Find the particular solution to the differential equation \(y^{\prime} x^{2}=y\) that passes through \(\left(1, \frac{2}{e}\right)\), given that \(y=C e^{-1 / x}\) is a general solution.

Short answer

The particular solution is \( y = 2 e^{-1/x} \).

Step-by-step solution

Write Down the General Solution

The general solution to the differential equation is given as \( y = C e^{-1/x} \).

Apply the Initial Condition

Use the initial condition provided in the problem, which is \( y(1) = \frac{2}{e} \). Substitute \( x = 1 \) and \( y = \frac{2}{e} \) into the general solution: \[ \frac{2}{e} = C e^{-1/1} = C e^{-1}. \]

Solve for the Constant C

To find \( C \), solve the equation from Step 2: \[ \frac{2}{e} = C e^{-1} \]. Divide both sides by \( e^{-1} \) to isolate \( C \): \[ C = \frac{2}{e} \cdot e = 2. \]

Write the Particular Solution

Substitute \( C = 2 \) back into the general solution \( y = C e^{-1/x} \) to obtain the particular solution: \[ y = 2 e^{-1/x}. \]

Key concepts

Particular Solution

A particular solution to a differential equation is one that satisfies not only the differential equation itself but also a given initial condition.
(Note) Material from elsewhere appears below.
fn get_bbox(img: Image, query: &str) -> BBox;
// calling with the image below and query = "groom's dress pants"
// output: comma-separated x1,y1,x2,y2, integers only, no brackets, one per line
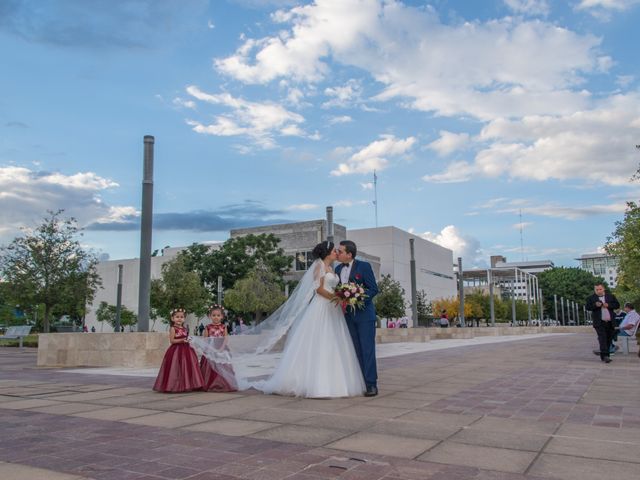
346,315,378,387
In simpler terms, while a general solution provides a family of possible solutions, a particular solution pinpoints a singular solution by using specific initial values.
In the exercise provided, we identified the particular solution by starting with the general form, which is given as \( y = C e^{-1/x} \).
We then applied the initial condition \( y(1) = \frac{2}{e} \) to find the constant \( C \), resulting in the particular solution \( y = 2 e^{-1/x} \). This solution specifically accommodates the initial condition, aligning perfectly with the constraint set by the given point.

General Solution

The general solution of a differential equation is a solution that includes all possible solutions of that equation. It usually contains one or more constants, such as \( C \), which represent an entire set of solutions or a "family" of curves.
For the differential equation in question \( y' x^2 = y \), the given general solution is \( y = C e^{-1/x} \).
This formula represents a continuous family of solutions where each value of \( C \) generates a different curve, allowing flexibility to meet various initial conditions. The beauty of a general solution lies in its adaptability to different scenarios by tweaking the constant values based on specific constraints.

Initial Condition

An initial condition in the context of differential equations acts as a guideline to help zero in on a specific solution from a family of solutions provided by the general solution. It is a specific point on the solution curve that the particular solution must pass through.
In our problem, the initial condition is \( y(1) = \frac{2}{e} \). This condition tells us that when \( x = 1 \), the value of \( y \) should be \( \frac{2}{e} \).
This piece of information allows us to determine the constant \( C \) in the general solution equation. By substituting the initial condition into the general solution, we found that \( C = 2 \). This transforms the general solution to a particular one which precisely meets the initial condition, offering a specific solution perfectly tailored to this point.